In dierlijke cellen ligt net buiten de kernenvelop het centrosoom of spoellichaampje. Bij de kerndeling verdubbelt het centrosoom, waarna het zich langzaam naar één kant van de kern beweegt. Geleidelijk ontwikkelt zich in de buurt van elk van de centrosomen een structuur van draden, de spoelfiguur. Vroeger werd gedacht dat die uit de centrosomen kwam, maar het blijkt dat de draden ook ontstaan als er geen centrosomen aanwezig zijn. Als de centrosomen bij de dierlijke cel elk aan één kant van de kern aangekomen zijn, is er een netwerk van draden ontstaan dat de gehele kern omspant. Deze draden zorgen ervoor dat de chromosomen in de cel (die bij de celdeling los in het cytoplasma zitten) in het midden gehouden worden.
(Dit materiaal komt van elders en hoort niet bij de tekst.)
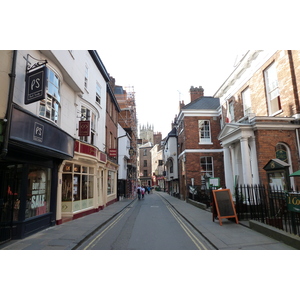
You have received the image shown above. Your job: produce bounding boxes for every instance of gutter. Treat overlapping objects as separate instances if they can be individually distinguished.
[0,50,18,159]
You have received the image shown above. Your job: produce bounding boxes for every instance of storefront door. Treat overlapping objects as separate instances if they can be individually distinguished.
[0,165,23,243]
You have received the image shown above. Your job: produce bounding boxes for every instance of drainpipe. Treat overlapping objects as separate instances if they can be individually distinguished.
[0,50,18,159]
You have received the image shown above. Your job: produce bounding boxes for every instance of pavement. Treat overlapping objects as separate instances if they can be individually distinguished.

In een dierlijke cel bestaat het centrosoom of spoellichaampje uit twee centriolen. Elk centriool wordt gevormd door negen groepen van telkens drie zeer dunne buisjes; de negen groepjes van drie microtubuli worden samen als triplet aangeduid. De centriolen liggen altijd loodrecht ten opzichte van elkaar. Ze hebben een nog onbekende functie bij de celdeling. Ook zonder centriolen kan een dierlijke cel zich delen. Tijdens de celdeling verdubbelen de centriolen zich in het begin van de profase, waarna elk paar zich tegelijkertijd met het centromeer langzaam naar één kant van de kern beweegt.

Onderzoek gepubliceerd in het wetenschappelijke tijdschrift Science heeft uitgewezen dat veel platwormen geen centrosoom in hun cellen hebben en toch een normale celdeling lijken te hebben. Onduidelijk is dan ook wat de rol van een centrosoom is.[1]